Biden completed his first full day of Paxlovid, the antiviral therapy treatment meant to reduce the severity of COVID, and his primary symptoms were a runny noise, fatigue and a loose cough. Other metrics, such as pulse, blood pressure, respiratory rate and oxygen saturation were normal, O’Connor said, although the White House did not release specific figures.

“The president right now feels well enough to continue working, and he has continued to work at a brisk pace,” Dr. Ashish Jha, the White House COVID-⁠19 response coordinator, told reporters.

Jha said Biden would remain in isolation in the White House living quarters for five days and then be retested. He plans to return to work in person once he tests negative.

As the president works in isolation, the number of aides around him has been reduced to a “very, very small footprint,” Jean-Pierre said — including a videographer and photographer who captured the images of Biden in the residence.

Once Biden tested positive Thursday — after more than two years of successfully dodging the virus — the White House sprang into action, aiming to dispel any notion of a crisis and to turn his diagnosis into what Chief of Staff Ron Klain said he hoped would be a “teachable moment.”

The White House released a photo Friday of Biden, masked and tieless, in the Treaty Room of the president's residence, on the phone with his national security advisors. After the economic team meeting, he participated in a separate discussion with senior White House advisors to discuss legislative priorities. Jha said his hoarse voice might actually be a sign that he is improving rather than the alternative.

Jean-Pierre said 17 people were determined to have been in close contact with Biden when he might have been contagious, including members of his senior staff and at least one member of Congress. None had tested positive as of Friday, she said.

Among Biden’s close contacts was his wife, First Lady Jill Biden. Her spokesman Michael LaRosa said she tested negative for COVID-19 on Friday morning in Wilmington, Del., and had not shown any symptoms. LaRosa said she had spoken with the president “multiple times” as he remained in isolation.

Another close contact was Vice President Kamala Harris, who participated in a National Urban League luncheon Friday and was spotted hugging participants, although she was seated more than six feet from others during the event. She wore a mask as she headed onto the stage but took it off during the luncheon.

The administration is trying to shift the narrative from a health scare to a display of Biden as the personification of the idea that most Americans can get COVID and recover without too much suffering and disruption if they’ve gotten their vaccinations and taken other important steps to protect themselves.

Jha said, “This virus is going to be with us forever,” as he echoed Biden’s message that Americans should get vaccinated and boosted.

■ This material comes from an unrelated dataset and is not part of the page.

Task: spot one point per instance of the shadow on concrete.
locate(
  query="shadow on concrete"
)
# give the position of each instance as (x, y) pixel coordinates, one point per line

The overall message was crafted to alleviate voters’ concerns about Biden’s health — at 79, he’s the oldest person ever to be president.

Jha said Friday that it would likely take until next week for sequencing to determine which variant of the virus Biden had contracted. Omicron’s highly contagious BA.5 substrain was responsible for 78% of new COVID-19 infections reported in the U.S. the previous week, according to the Centers for Disease Control and Prevention’s latest data, released Tuesday.

Jean-Pierre has repeatedly bristled at suggestions the Biden administration wasn’t being much more forthcoming with information about the president’s illness than that of his predecessor, Donald Trump. The former president contracted COVID-19 in the fall of 2020, before vaccines were available, and was hospitalized at Walter Reed National Military Medical Center for three nights.

Still, the White House has declined repeated requests to make Dr. O’Connor directly available to reporters.